Flash forward to summer 2003. In a move without precedent, the Bush administration suspended all future U.S. military assistance to 35 countries because they declined to exempt American citizens from prosecution by a still-unborn International Criminal Court. Among the culprits were key countries like Brazil, Colombia, and South Africa, and many nations that supported the U.S. action against Iraq, including the Baltic republics. Richard Dicker, a director of Human Rights Watch in New York, commented: "I’ve never seen a sanctions regime aimed at countries that believe in the rule of law rather than ones that commit human rights abuses." It is a truly astonishing turn in American foreign policy. Washington is using its powerful leverage to impose its wishes on another country while at the same time immunizing itself from international accountability for criminal acts. This sets a precedent for any rogue regime determined to flout prohibitions of genocide and other war crimes so painstakingly elaborated in a century of international law. By thus exempting itself from the reciprocal scrutiny, the Bush administration, one hopes inadvertently, provides legal aid and political comfort to the monsters at large in the forest.

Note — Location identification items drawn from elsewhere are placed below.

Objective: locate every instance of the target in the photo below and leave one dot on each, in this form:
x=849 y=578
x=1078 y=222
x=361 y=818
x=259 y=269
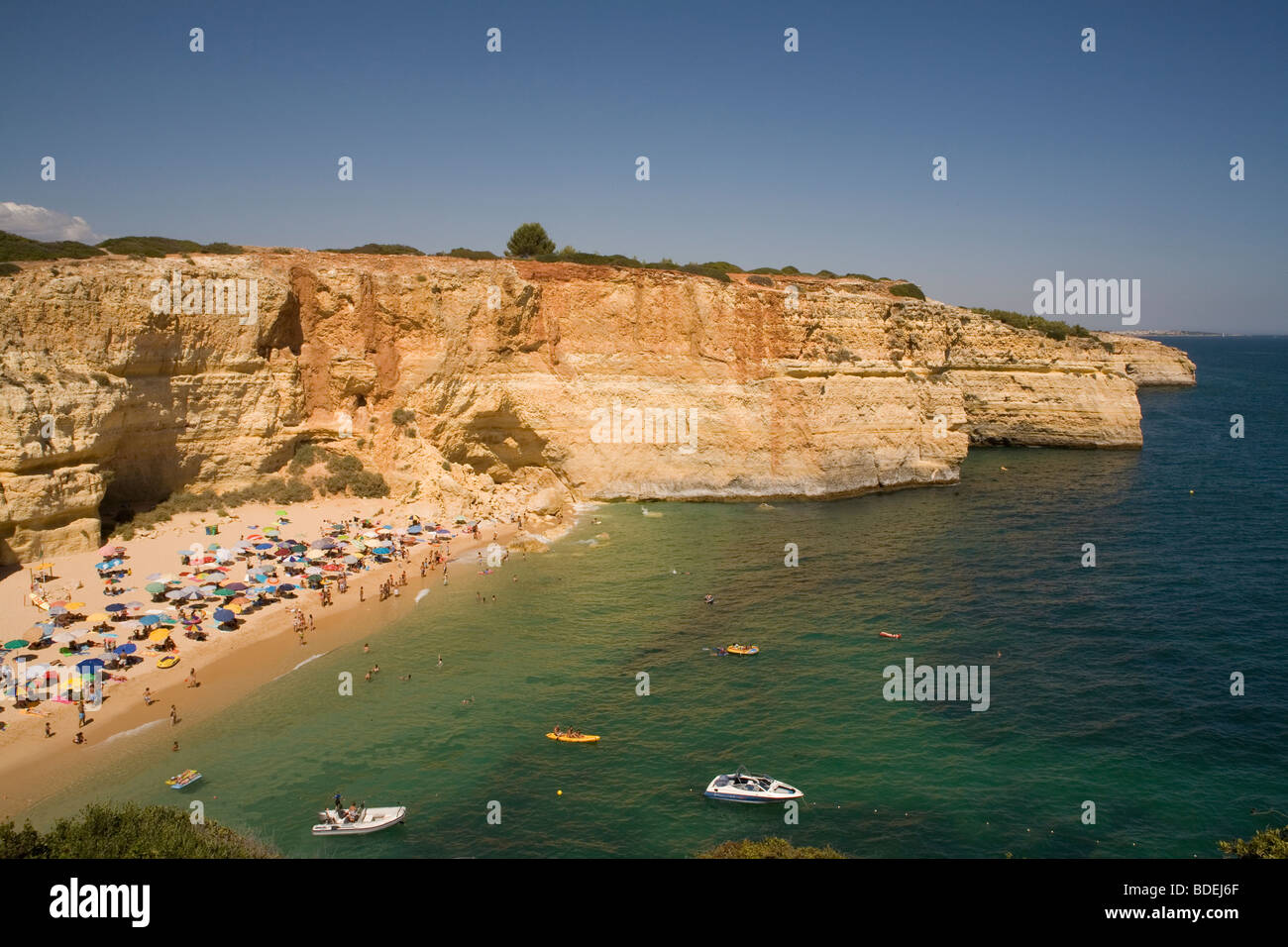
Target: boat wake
x=313 y=657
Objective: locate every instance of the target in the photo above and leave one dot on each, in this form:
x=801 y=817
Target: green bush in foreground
x=1269 y=843
x=128 y=830
x=529 y=240
x=768 y=848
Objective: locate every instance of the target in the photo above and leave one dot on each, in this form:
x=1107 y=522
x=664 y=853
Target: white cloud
x=42 y=223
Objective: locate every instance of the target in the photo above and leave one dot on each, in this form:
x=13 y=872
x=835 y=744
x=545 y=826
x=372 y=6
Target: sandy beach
x=228 y=665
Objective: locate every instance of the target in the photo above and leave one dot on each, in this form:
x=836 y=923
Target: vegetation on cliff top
x=380 y=249
x=768 y=848
x=14 y=248
x=129 y=830
x=1050 y=328
x=162 y=247
x=529 y=240
x=1269 y=843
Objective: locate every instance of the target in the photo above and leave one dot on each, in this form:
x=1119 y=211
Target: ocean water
x=1109 y=684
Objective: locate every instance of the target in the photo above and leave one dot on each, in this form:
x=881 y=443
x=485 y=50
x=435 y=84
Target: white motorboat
x=360 y=822
x=745 y=788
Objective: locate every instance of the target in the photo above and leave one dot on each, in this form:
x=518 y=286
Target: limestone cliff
x=522 y=380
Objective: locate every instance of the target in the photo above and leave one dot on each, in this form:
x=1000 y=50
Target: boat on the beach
x=185 y=779
x=745 y=788
x=365 y=819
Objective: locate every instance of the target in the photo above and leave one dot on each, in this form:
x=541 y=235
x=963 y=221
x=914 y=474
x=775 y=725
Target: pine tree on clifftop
x=529 y=240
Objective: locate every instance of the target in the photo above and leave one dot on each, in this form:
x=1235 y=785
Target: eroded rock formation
x=520 y=381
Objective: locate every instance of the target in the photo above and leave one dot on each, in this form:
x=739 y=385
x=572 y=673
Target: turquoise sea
x=1109 y=684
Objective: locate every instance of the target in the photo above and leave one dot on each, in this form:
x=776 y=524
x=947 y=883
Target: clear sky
x=1107 y=163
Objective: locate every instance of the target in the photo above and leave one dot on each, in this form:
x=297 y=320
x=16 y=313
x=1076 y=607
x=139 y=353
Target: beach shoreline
x=230 y=665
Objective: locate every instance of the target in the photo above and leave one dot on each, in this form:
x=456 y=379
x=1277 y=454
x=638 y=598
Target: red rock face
x=510 y=369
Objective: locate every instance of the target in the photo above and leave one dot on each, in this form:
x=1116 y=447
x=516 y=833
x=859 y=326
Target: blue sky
x=1107 y=163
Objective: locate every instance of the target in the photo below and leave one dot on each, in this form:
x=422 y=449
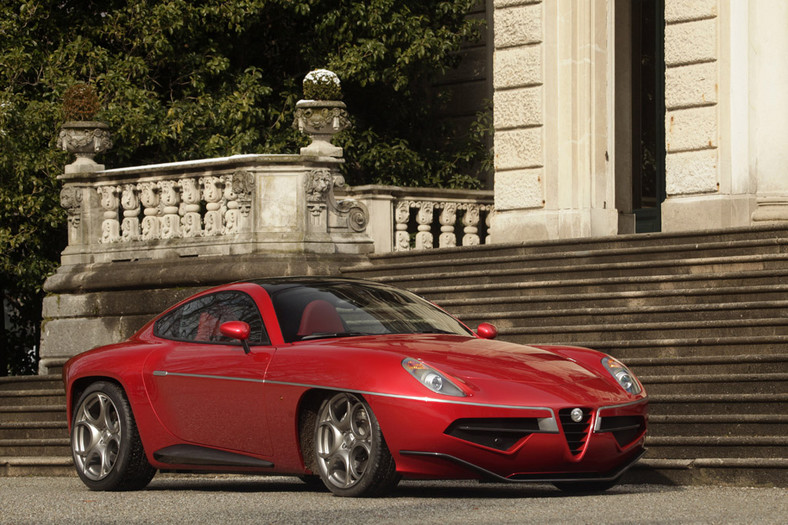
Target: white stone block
x=691 y=85
x=517 y=190
x=517 y=149
x=517 y=67
x=691 y=43
x=509 y=3
x=518 y=108
x=691 y=129
x=686 y=10
x=691 y=172
x=517 y=26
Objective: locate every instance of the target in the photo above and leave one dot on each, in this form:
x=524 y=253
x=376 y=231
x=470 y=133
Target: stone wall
x=553 y=120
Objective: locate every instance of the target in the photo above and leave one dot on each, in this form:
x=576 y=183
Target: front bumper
x=423 y=438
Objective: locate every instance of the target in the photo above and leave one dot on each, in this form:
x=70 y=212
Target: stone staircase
x=33 y=430
x=702 y=318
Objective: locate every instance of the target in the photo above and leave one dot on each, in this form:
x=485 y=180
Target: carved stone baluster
x=190 y=207
x=212 y=193
x=151 y=222
x=110 y=227
x=401 y=219
x=488 y=222
x=238 y=195
x=170 y=201
x=470 y=222
x=318 y=184
x=71 y=200
x=448 y=217
x=130 y=201
x=424 y=240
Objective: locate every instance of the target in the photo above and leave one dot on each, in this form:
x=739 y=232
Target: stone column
x=553 y=120
x=768 y=27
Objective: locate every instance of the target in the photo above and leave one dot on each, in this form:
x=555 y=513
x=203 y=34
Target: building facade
x=616 y=117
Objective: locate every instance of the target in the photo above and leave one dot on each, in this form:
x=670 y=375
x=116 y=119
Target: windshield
x=316 y=310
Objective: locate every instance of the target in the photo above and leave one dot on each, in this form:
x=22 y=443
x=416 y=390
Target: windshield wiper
x=330 y=335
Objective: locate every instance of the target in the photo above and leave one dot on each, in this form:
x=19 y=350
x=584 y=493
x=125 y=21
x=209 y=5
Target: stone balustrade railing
x=258 y=204
x=233 y=205
x=403 y=219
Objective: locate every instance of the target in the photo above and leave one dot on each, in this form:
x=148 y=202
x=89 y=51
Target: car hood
x=474 y=360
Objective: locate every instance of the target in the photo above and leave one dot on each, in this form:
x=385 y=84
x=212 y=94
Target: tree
x=184 y=79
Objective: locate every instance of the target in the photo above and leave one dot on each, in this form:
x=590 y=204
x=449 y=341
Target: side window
x=199 y=320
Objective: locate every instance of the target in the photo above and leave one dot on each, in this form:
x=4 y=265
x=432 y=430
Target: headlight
x=431 y=378
x=622 y=374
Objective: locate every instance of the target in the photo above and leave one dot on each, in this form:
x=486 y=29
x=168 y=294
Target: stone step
x=36 y=466
x=705 y=346
x=717 y=364
x=743 y=472
x=667 y=298
x=574 y=335
x=32 y=397
x=35 y=447
x=33 y=429
x=43 y=382
x=681 y=404
x=718 y=425
x=33 y=413
x=691 y=447
x=630 y=314
x=763 y=383
x=578 y=287
x=422 y=264
x=493 y=275
x=650 y=243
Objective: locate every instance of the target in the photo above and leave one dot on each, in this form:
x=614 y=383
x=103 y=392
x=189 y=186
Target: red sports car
x=356 y=382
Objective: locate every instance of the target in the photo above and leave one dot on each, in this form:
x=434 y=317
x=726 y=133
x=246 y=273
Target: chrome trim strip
x=162 y=373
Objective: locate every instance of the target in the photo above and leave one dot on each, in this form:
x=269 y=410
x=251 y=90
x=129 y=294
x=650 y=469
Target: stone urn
x=85 y=139
x=320 y=120
x=321 y=114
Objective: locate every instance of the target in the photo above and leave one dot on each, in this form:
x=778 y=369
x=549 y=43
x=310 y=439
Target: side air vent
x=576 y=432
x=624 y=428
x=497 y=433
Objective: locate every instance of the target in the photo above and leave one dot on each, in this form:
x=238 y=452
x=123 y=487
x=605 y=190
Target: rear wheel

Slaying those monsters remains humanity’s greatest, noblest unfinished task. Too great, one hastens to add, for a single super-power to accomplish. It will require a joint effort, based on a clearer understanding of our past successes and failures. These three exemplary volumes provide a much needed, and accessible, database.

*Karl E. Meyer is the editor of this magazine and the author, most recently, of The Dust of Empire: The Race for Mastery in the Asian Heartland (Public Affairs, 2003).